# Seattle skyline in HDR



## Private Joker (Sep 9, 2010)

Hey everybody! I took a trip to Seattle this week, so naturally I had to capitalize on the gorgeous scenery here in Washington by taking photos every chance I could get. I shot this photo from my vantage point at Gas Works Park. Let me know what you think!






Seattle, Washington. | Flickr - Photo Sharing!


----------



## pbelarge (Sep 9, 2010)

This is a really nice photo.  I see you mention HDR, I am curious if it is more than one image - meaning an HDR of several images stitched?

Which lens did you use?


----------



## Private Joker (Sep 9, 2010)

pbelarge said:


> This is a really nice photo.  I see you mention HDR, I am curious if it is more than one image - meaning an HDR of several images stitched?
> 
> Which lens did you use?



Thanks, Pbelarge! Yes sir, it is comprised of four raw images, processed using Photomatix and Lightroom. I used my 50mm prime for this shot.


----------



## pbelarge (Sep 9, 2010)

Thanks for the info.

Sorry for the questions...did you use a tripod?


----------



## Private Joker (Sep 9, 2010)

pbelarge said:


> Thanks for the info.
> 
> Sorry for the questions...did you use a tripod?

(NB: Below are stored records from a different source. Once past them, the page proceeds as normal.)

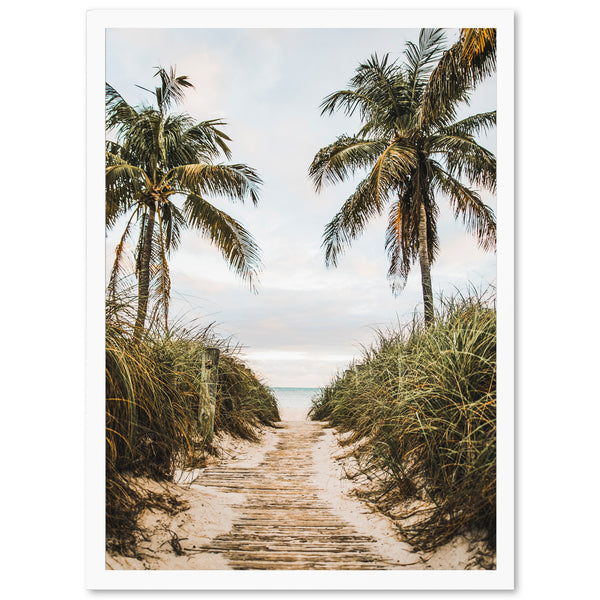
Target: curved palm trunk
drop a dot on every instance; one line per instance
(425, 265)
(144, 275)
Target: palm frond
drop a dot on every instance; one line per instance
(466, 158)
(235, 182)
(421, 59)
(478, 218)
(349, 222)
(171, 90)
(118, 111)
(346, 155)
(118, 267)
(234, 243)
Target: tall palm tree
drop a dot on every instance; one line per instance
(412, 152)
(159, 171)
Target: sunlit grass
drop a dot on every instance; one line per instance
(153, 397)
(421, 405)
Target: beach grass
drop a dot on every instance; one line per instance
(420, 410)
(153, 395)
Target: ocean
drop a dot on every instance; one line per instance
(295, 397)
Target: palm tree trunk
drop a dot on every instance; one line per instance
(144, 275)
(425, 265)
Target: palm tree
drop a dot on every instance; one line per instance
(159, 158)
(412, 153)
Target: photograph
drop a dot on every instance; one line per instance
(303, 350)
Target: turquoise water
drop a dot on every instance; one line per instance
(295, 397)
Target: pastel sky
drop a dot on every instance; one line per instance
(307, 321)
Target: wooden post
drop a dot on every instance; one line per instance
(209, 381)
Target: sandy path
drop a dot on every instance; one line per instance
(288, 517)
(280, 504)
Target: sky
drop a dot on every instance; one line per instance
(307, 321)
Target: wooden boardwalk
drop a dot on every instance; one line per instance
(282, 521)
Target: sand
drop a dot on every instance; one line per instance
(212, 512)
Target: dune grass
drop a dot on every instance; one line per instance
(153, 395)
(421, 409)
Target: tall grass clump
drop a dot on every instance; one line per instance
(153, 399)
(420, 408)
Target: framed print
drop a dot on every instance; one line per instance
(300, 300)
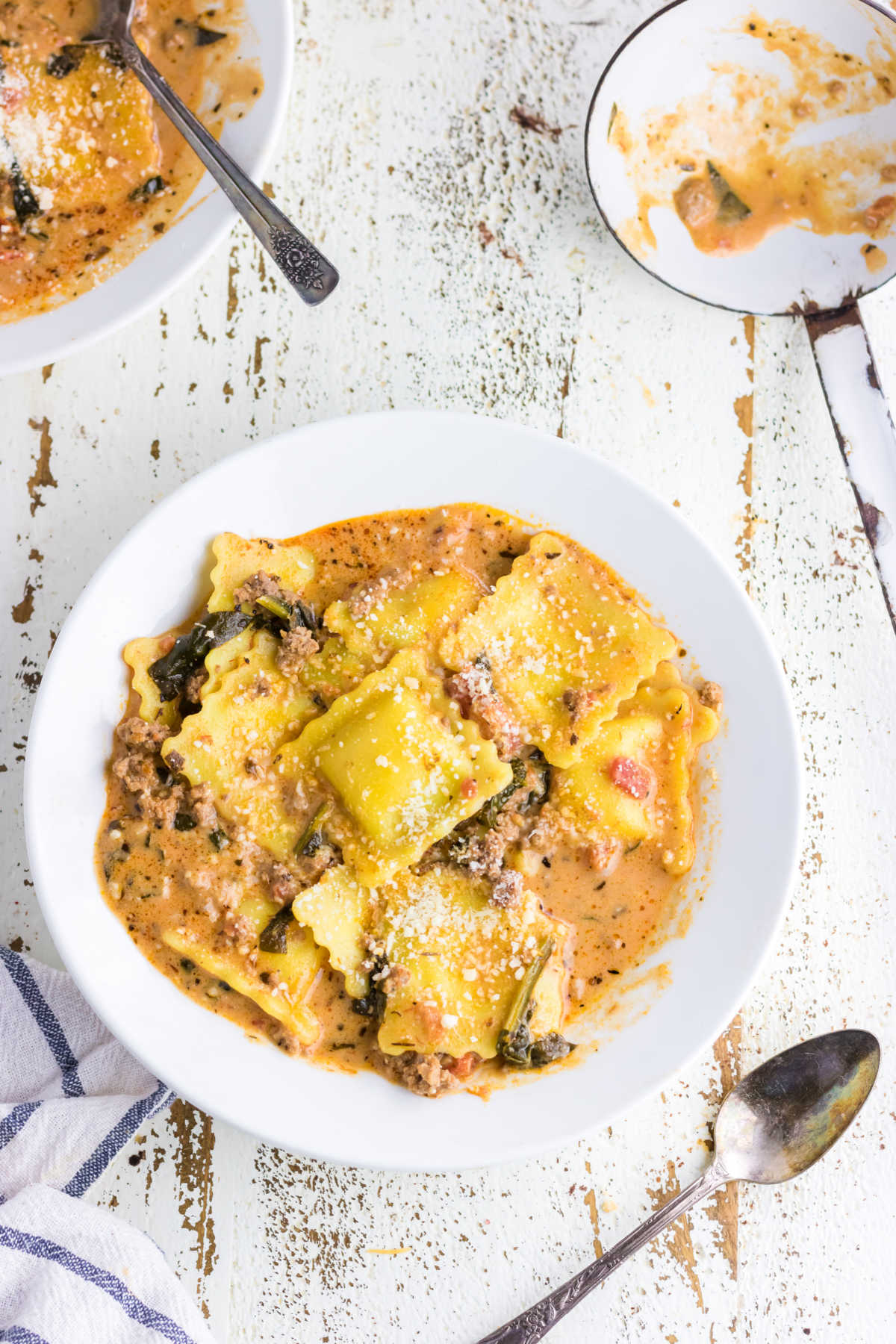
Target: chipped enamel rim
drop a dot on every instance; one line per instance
(205, 220)
(382, 461)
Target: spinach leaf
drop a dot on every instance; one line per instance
(171, 671)
(62, 62)
(514, 1042)
(489, 813)
(273, 936)
(149, 188)
(731, 208)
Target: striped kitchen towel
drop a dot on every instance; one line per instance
(70, 1097)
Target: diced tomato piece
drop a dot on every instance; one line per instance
(464, 1066)
(630, 777)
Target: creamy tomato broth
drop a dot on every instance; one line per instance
(90, 171)
(758, 151)
(255, 865)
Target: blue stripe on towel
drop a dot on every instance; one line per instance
(16, 1120)
(102, 1155)
(46, 1019)
(18, 1241)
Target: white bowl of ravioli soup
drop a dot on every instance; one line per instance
(247, 99)
(672, 1006)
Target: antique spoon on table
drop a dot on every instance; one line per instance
(308, 272)
(691, 46)
(773, 1125)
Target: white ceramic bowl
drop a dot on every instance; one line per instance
(341, 470)
(203, 222)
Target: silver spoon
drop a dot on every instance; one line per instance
(773, 1125)
(794, 272)
(308, 272)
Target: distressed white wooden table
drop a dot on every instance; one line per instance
(477, 276)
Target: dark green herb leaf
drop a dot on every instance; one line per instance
(171, 672)
(207, 37)
(273, 936)
(489, 813)
(287, 615)
(546, 1050)
(149, 188)
(374, 1001)
(731, 208)
(312, 836)
(62, 62)
(23, 199)
(514, 1039)
(371, 1006)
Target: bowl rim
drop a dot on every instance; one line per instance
(279, 80)
(612, 228)
(519, 1148)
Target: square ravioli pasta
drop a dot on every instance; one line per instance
(237, 559)
(402, 762)
(234, 739)
(563, 645)
(448, 960)
(279, 983)
(402, 611)
(633, 783)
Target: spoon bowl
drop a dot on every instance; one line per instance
(790, 1110)
(775, 1124)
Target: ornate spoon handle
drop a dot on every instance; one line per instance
(538, 1320)
(308, 272)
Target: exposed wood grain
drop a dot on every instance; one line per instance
(476, 275)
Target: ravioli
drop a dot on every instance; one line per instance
(69, 156)
(140, 655)
(464, 959)
(402, 762)
(233, 742)
(564, 643)
(660, 729)
(294, 971)
(339, 913)
(237, 559)
(414, 615)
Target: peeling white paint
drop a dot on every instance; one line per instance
(550, 324)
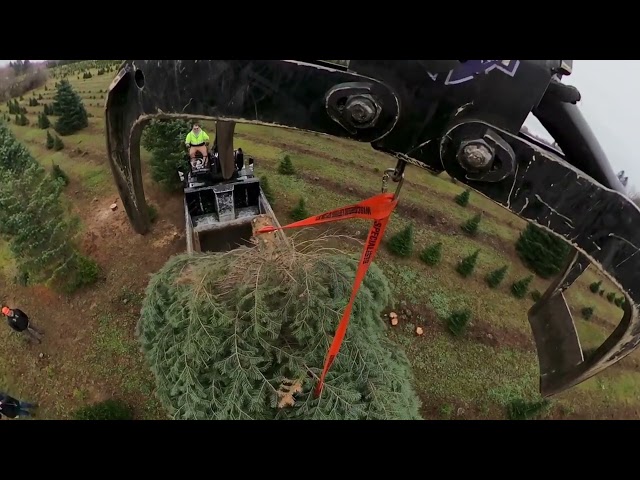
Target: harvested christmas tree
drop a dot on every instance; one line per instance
(519, 289)
(495, 278)
(286, 167)
(401, 244)
(458, 321)
(595, 286)
(432, 255)
(463, 198)
(471, 225)
(468, 264)
(300, 211)
(542, 252)
(244, 334)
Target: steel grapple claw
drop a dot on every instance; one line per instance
(459, 116)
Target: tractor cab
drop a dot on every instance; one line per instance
(219, 212)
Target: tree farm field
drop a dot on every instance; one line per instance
(90, 352)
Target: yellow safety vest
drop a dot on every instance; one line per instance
(194, 139)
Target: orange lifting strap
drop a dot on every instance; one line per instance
(377, 208)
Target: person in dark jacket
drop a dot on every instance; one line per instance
(12, 407)
(19, 321)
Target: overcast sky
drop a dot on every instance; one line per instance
(611, 104)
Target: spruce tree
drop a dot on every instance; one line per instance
(266, 189)
(401, 244)
(468, 264)
(542, 252)
(43, 121)
(35, 221)
(286, 166)
(463, 198)
(495, 278)
(300, 211)
(72, 115)
(432, 255)
(249, 341)
(471, 225)
(164, 140)
(50, 141)
(57, 143)
(519, 289)
(59, 174)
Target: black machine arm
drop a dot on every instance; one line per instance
(459, 116)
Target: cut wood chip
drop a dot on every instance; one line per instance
(286, 392)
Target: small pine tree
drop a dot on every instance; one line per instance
(587, 312)
(300, 211)
(43, 121)
(519, 289)
(542, 252)
(495, 278)
(57, 144)
(401, 244)
(266, 189)
(471, 225)
(432, 255)
(468, 264)
(164, 140)
(463, 198)
(59, 174)
(286, 166)
(458, 321)
(50, 141)
(72, 115)
(595, 286)
(34, 219)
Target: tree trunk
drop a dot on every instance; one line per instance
(224, 140)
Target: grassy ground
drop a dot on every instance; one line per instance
(90, 352)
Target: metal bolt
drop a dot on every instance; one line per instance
(476, 155)
(361, 109)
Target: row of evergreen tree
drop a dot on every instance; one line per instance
(67, 106)
(34, 222)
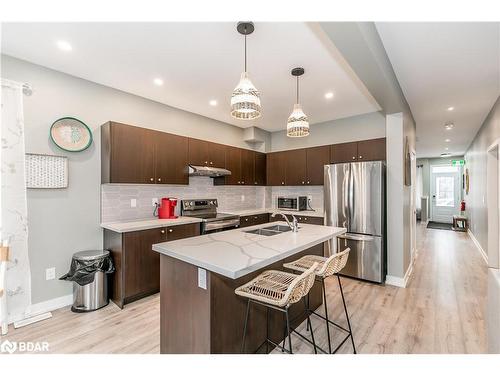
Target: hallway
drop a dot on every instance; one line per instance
(441, 311)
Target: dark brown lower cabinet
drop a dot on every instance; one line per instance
(301, 218)
(249, 220)
(137, 273)
(194, 320)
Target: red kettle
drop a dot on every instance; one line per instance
(167, 208)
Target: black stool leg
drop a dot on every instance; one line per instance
(245, 327)
(326, 316)
(288, 330)
(267, 330)
(346, 314)
(309, 324)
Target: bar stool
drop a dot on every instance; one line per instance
(277, 290)
(326, 267)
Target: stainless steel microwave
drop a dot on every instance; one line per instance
(298, 203)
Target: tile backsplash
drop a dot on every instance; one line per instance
(116, 198)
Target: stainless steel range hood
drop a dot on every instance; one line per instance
(199, 170)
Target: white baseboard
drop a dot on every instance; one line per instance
(478, 245)
(400, 282)
(44, 307)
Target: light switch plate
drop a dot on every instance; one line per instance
(202, 278)
(50, 273)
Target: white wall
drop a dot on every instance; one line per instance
(398, 127)
(355, 128)
(62, 222)
(475, 159)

Not a problem! Yeah, I did. It would be nearly impossible without.


----------



## Bynx (Sep 9, 2010)

Great shot. It really shows that all big cities are really quite small. A night shot from the same spot would be ideal as a follow up.


----------



## Private Joker (Sep 9, 2010)

Bynx said:


> Great shot. It really shows that all big cities are really quite small. A night shot from the same spot would be ideal as a follow up.



Thanks, Bynx! Hmmm, that just might happen tonight. Haha, we'll see.


----------



## gregg_UCT (Sep 13, 2010)

Very cool HDR photo.

- Gregg


----------



## Infinite28 (Sep 13, 2010)

Hey looks really awesome. Im still waiting on my first attempt at HDR


----------